A separate strategy has used combinations of amino acid residues from the FcγR‐binding regions of IgG2 and IgG4, which have restricted FcγR specificity, together with other binding‐inactivating mutations. The lower hinge amino acids of the IgG1 mAbs durvalumab (anti‐PD‐L1) and anifrolumab (anti‐interferon‐α receptor; Table 4) were modified to mimic the lower hinge of IgG4 (L234F). They additionally incorporated L235E in the lower hinge and P331S in the F/G loop of the CH2 domain to ablate FcγR binding by disrupting two major FcγR contact sites7 and also coincidently decreasing C1q activation.16
IgG4 mAbs have been similarly engineered to eliminate their interaction with FcγRI and FcγRIIb.
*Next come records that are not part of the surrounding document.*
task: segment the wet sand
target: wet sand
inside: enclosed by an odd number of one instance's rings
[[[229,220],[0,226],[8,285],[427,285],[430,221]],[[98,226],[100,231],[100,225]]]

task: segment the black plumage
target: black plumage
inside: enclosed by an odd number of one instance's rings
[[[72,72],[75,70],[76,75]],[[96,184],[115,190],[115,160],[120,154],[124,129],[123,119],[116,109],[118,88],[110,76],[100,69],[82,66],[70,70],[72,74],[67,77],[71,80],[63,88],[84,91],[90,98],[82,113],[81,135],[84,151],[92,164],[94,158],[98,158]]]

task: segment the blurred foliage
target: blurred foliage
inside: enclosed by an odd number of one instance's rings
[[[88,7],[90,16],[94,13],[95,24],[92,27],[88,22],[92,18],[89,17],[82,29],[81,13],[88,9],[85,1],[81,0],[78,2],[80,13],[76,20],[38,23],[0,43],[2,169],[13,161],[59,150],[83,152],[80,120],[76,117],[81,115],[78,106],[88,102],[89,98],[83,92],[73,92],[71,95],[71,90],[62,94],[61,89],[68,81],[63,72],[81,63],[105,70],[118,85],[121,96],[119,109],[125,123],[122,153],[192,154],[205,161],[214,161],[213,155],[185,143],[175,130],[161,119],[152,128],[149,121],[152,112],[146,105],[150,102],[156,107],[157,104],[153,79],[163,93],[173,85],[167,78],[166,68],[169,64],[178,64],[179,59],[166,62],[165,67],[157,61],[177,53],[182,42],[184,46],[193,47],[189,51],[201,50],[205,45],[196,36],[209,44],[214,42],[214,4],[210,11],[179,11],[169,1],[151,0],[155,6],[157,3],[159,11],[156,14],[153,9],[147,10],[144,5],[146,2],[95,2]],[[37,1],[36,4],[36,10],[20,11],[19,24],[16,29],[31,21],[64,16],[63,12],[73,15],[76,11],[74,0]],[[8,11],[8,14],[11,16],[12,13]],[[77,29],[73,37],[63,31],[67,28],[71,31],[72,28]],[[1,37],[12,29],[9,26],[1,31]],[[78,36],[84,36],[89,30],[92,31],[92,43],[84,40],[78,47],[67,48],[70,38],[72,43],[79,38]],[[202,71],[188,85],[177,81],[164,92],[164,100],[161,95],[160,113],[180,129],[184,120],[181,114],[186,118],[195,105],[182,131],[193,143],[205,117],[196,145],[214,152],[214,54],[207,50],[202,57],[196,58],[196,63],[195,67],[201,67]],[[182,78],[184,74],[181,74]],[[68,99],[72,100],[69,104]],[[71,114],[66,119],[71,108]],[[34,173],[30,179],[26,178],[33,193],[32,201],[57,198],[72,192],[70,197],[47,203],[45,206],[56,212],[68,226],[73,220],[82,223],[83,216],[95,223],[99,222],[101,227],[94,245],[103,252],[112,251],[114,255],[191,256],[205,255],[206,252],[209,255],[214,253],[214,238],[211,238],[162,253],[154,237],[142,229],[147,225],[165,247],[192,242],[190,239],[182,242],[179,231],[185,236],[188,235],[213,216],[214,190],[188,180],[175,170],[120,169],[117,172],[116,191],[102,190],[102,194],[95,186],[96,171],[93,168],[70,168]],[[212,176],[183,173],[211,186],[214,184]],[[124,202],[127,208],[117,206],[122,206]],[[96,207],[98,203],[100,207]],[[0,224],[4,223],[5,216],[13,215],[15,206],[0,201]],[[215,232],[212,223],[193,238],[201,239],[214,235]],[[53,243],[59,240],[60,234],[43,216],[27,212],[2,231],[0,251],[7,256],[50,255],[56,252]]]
The IgG4 anti‐PD‐1 antibody tislelizumab has had its FcγR contact residues in the lower hinge E233, F234, L235 substituted with the equivalent residues of IgG2 P, V, A (E233P, F234V, L235A) as well as the additional D265A mutation which disrupts a major FcγR contact in CH2. It also has substitutions in the core hinge S228P and the CH3 L309V and R409K to stabilize the H‐chain disulfides and CH3 interactions, respectively, thereby preventing half‐Ig exchange characteristic of natural IgG4. Collectively, these modifications create a stable IgG4 with no FcγR binding nor complement activation.17
Thus, Fc engineering is an effective way to remove FcγR effector functions and may be preferable to using unmodified IgG2 or IgG4 backbones that have a more restricted repertoire of FcγR interactions but which are still able to induce certain effector functions.